The word property is a key: it clearly states their intentions here (it was used six different times in the three page article linked above) and it means only more of the same for gamers and gaming: we provide the basis and get none of the reward. The gaming community has been flat out fleeced for a decade now by people pretending to further it, and much the same will continue now with the CGS. News Corp is not interested in building a legitimate gaming league half as much as they re interested in building a television production. Teams that sign with the CGS are not becoming the first truly professional gaming teams, they re signing on to become actors and actresess in loosely scripted TV series. And with supposed deals aimed towards locking down entire games from being aired anywhere outside News Corp networks (which I would just as soon chalk up to typical Gotfrag sensationalism – and speaking of Gotfrag, I wouldn t be suprised if there was an acquisition announcement made rather soon) the intention is clear to dominate gaming media to the point that if a truly legitimate professional gaming league was to be established – one geared towards the advancement of gaming itself for the maximum benefit first of the players and teams above all other concerns – that it would be stifled by a lack of media attention due to outstanding agreements made towards News Corp s CGS.

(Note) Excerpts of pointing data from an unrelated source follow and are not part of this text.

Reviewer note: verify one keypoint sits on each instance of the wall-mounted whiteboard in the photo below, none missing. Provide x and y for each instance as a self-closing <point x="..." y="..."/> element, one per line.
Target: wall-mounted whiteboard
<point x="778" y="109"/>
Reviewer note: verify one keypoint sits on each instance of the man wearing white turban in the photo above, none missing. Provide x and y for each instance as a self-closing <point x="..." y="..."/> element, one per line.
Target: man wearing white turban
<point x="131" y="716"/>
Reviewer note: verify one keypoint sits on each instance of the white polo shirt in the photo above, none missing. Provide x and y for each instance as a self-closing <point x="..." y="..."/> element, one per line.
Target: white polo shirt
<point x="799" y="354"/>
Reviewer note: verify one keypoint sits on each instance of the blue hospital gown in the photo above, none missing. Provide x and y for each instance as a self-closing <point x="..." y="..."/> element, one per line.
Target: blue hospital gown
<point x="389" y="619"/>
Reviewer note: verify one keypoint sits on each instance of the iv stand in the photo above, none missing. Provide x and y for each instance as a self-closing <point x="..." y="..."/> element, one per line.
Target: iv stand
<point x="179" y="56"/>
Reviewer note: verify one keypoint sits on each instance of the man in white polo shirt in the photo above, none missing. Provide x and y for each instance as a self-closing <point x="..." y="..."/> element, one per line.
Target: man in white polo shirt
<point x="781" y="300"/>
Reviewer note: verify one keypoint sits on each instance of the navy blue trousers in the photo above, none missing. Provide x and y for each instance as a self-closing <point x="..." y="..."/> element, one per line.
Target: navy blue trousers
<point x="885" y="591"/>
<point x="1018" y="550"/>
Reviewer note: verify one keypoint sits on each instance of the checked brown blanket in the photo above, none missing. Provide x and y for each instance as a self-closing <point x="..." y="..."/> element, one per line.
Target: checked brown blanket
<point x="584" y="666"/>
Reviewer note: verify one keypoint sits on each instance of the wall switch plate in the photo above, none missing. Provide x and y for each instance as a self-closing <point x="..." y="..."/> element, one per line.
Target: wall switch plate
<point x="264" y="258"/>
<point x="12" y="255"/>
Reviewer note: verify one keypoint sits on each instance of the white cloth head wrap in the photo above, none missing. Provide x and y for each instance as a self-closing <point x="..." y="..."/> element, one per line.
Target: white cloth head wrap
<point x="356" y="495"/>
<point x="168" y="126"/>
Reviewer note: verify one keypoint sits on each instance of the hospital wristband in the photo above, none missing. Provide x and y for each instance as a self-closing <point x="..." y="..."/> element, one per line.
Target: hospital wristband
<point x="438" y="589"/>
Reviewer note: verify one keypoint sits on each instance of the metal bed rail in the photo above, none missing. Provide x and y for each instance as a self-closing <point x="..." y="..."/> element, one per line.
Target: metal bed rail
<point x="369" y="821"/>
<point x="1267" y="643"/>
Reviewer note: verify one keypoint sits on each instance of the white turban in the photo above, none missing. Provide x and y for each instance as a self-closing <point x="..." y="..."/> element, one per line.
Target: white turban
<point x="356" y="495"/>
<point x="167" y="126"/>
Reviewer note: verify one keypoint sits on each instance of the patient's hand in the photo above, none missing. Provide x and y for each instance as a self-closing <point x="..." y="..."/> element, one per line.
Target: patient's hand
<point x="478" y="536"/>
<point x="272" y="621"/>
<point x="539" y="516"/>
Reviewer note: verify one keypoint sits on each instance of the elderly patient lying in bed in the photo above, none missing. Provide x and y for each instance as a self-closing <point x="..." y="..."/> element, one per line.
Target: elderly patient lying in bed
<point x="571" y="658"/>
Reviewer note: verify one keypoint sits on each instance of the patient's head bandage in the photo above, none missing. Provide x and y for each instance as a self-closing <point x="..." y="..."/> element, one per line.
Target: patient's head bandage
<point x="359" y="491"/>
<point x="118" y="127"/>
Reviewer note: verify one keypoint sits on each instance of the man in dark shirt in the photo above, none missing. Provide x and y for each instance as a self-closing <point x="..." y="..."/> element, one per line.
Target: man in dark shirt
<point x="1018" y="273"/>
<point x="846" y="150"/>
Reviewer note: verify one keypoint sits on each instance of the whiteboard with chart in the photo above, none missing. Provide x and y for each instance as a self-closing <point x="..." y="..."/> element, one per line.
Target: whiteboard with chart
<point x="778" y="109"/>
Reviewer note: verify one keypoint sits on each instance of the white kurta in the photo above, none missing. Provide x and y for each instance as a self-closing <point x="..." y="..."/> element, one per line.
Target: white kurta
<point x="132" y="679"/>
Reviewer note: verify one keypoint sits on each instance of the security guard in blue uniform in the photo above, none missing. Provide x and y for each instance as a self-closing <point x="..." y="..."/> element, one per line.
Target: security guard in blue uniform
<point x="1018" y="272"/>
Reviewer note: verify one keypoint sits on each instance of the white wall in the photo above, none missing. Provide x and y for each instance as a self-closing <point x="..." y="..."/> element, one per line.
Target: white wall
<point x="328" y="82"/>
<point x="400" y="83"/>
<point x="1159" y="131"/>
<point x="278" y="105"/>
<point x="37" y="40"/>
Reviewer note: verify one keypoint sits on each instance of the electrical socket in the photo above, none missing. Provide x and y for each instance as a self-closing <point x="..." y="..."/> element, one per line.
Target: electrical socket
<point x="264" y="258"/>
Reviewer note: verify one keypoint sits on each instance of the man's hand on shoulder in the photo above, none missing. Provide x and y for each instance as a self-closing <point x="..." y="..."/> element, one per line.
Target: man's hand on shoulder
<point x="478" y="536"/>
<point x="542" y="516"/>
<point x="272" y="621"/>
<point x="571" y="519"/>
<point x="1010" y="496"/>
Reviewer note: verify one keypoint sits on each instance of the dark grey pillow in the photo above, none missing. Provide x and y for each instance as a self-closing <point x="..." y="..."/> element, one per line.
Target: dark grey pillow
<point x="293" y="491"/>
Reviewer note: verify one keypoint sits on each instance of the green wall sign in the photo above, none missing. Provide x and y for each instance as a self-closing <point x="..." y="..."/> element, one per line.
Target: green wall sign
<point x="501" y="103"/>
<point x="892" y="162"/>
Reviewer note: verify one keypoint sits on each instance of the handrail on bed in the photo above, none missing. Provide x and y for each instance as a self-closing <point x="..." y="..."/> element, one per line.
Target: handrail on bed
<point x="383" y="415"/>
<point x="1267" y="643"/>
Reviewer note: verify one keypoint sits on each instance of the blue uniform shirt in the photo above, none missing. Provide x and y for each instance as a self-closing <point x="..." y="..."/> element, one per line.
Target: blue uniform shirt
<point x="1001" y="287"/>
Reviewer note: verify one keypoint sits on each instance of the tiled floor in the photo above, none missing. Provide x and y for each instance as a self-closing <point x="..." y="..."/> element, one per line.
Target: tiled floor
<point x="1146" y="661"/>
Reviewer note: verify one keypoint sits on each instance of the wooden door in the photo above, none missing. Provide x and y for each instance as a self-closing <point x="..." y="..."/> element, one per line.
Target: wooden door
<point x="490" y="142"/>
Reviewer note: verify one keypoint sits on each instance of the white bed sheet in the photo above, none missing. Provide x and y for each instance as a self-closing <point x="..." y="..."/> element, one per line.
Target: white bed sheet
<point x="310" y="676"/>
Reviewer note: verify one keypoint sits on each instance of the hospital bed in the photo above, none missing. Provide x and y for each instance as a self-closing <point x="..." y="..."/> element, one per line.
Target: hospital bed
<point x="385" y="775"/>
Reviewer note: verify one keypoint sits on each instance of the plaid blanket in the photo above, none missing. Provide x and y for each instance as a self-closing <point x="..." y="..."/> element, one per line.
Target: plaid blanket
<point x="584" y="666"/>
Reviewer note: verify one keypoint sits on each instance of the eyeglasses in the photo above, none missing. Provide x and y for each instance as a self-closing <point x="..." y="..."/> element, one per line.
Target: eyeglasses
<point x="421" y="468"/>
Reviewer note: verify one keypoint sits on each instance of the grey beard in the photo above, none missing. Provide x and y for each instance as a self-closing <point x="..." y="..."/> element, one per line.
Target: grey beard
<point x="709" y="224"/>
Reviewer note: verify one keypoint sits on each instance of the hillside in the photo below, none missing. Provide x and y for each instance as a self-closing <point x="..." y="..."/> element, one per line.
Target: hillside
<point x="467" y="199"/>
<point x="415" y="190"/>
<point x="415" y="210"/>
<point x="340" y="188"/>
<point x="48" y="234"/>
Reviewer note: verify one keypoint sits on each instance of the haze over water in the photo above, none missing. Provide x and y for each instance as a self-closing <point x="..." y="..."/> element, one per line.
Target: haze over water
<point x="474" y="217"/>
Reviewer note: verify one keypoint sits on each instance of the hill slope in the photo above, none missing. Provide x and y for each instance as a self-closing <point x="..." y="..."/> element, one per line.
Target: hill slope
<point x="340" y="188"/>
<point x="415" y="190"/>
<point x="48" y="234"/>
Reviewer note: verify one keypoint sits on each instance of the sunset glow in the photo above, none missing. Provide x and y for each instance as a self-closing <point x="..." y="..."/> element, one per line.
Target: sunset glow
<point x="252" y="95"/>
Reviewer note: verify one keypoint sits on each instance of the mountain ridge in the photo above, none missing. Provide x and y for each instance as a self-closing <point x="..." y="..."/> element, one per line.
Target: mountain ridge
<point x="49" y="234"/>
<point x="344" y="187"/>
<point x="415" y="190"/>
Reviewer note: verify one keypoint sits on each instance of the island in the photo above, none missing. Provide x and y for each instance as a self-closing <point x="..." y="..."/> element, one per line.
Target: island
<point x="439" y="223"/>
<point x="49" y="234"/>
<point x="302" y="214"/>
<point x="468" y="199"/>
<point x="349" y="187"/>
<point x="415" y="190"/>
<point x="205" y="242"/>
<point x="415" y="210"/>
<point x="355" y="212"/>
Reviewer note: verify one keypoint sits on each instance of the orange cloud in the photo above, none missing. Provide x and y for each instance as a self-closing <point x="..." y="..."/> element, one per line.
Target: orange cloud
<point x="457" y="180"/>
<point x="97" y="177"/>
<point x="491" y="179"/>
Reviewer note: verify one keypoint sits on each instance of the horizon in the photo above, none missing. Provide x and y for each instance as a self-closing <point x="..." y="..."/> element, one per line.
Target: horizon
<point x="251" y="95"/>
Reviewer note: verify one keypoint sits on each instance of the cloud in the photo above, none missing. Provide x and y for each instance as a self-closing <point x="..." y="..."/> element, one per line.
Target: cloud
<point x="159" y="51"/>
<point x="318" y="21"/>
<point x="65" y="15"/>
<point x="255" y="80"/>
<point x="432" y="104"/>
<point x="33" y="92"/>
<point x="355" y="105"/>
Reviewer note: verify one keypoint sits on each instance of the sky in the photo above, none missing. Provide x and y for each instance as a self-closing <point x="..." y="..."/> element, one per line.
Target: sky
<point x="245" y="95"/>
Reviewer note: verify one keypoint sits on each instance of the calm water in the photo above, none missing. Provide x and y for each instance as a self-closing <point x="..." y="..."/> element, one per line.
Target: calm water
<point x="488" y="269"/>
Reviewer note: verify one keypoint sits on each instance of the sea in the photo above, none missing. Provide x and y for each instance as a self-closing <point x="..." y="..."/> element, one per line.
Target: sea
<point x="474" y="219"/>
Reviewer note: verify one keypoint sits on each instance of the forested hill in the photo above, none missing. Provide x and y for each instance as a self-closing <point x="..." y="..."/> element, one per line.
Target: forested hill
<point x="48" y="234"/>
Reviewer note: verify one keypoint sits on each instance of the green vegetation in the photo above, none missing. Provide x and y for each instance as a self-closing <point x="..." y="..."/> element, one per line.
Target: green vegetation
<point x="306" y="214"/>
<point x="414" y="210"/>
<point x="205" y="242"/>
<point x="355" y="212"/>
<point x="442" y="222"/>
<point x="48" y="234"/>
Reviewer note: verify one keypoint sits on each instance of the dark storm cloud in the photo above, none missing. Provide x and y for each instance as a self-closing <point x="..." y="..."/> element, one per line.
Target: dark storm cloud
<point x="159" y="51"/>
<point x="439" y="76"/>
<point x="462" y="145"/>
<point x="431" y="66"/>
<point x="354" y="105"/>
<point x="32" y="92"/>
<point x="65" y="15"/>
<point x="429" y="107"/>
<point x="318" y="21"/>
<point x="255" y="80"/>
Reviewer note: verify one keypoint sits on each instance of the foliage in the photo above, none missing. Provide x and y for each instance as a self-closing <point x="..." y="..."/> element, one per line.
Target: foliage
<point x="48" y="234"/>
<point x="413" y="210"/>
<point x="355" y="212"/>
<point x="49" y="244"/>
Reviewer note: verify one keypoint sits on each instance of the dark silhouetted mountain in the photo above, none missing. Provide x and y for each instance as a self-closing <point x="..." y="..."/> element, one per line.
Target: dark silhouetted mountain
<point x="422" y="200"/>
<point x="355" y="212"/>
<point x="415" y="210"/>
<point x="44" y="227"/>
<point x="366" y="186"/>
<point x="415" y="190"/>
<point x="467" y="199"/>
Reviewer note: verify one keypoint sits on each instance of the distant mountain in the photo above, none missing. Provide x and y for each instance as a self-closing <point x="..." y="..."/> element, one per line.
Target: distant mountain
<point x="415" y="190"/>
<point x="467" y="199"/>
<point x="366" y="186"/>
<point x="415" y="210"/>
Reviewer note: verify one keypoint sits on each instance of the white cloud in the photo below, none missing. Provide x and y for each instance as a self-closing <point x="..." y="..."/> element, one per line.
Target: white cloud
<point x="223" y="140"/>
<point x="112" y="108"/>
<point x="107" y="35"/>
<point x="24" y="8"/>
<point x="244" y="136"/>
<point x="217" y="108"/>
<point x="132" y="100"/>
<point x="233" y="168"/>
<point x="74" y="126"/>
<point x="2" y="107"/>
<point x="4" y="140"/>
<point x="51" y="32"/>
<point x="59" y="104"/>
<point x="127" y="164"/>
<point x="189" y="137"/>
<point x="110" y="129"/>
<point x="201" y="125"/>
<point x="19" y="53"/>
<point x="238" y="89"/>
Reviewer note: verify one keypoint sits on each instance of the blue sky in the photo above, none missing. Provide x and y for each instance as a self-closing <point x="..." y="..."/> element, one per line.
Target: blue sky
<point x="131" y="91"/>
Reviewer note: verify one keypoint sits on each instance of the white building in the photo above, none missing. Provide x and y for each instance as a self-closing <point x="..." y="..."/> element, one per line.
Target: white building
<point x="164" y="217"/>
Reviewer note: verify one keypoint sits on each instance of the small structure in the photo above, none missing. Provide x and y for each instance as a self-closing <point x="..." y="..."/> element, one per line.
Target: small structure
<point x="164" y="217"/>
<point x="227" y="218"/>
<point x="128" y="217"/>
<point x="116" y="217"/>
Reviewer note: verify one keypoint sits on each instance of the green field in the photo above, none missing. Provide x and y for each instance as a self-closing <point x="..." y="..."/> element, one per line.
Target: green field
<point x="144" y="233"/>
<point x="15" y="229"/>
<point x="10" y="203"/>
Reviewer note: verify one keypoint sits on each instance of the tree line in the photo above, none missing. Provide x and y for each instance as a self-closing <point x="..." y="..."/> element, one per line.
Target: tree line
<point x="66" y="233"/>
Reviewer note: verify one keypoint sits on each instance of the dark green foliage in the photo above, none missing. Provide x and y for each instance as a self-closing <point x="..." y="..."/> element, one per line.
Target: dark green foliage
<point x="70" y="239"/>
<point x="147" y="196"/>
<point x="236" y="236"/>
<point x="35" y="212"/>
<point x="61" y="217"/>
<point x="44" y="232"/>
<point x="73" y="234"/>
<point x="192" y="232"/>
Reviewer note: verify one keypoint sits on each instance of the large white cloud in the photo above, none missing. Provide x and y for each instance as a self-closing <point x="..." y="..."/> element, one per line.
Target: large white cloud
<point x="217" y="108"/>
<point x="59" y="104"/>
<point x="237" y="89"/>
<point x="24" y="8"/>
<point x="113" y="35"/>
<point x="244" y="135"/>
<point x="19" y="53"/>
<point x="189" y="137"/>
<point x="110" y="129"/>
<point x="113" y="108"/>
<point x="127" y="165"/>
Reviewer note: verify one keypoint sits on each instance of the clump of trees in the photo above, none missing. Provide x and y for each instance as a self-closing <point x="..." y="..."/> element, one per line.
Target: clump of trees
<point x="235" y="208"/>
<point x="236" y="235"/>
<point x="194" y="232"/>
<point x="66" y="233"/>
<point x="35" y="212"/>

Yet it s the competitive gamer that is the most supportive of this endeavor despite the clear intent to abuse them. The figure at which these initial teams are signing in terms of compensation will set the precedent to be used for all future signings; if you think that player salaries in the CGS will increase over time if it takes off, you re bloody mad – if the current batch of players won t play without a raise they ll simply find another batch of idiots to play video games on a television show. If Mr. Wendel can be hyped as the John Madden of gaming they can turn any pub scrub into the next gaming phenom. The signings of compLexity and Team 3D to the CGS are historic only in how much damage they have done to the quality of life for aspiring pro gamers for years to come.

It is the mainstream who will have the most trouble swallowing this, because as much efforts are being put forth to merely mimick the structure and workings of professional sports, it s far from the real McCoy, and it s those that don t have a vested interest in gaming to begin with that won t be able to stomach it. News Corp s professional Counter-strike league is not nearly as attractive culturally as the national game of baseball, and the link between a sports team and a metropolitan populace which is being ignored, since it s far more economical to have all teams play in an air conditioned studio in California instead of in the cities these teams are supposedly going to be representing, is going to be the achilles heel of the CGS.

Why my uproar? I ll admit, in a softer light the CGS could be viewed as a small step forward for gaming. However when viewed from all sides there is no disguising the five steps backwards this is putting gaming and gamers in return.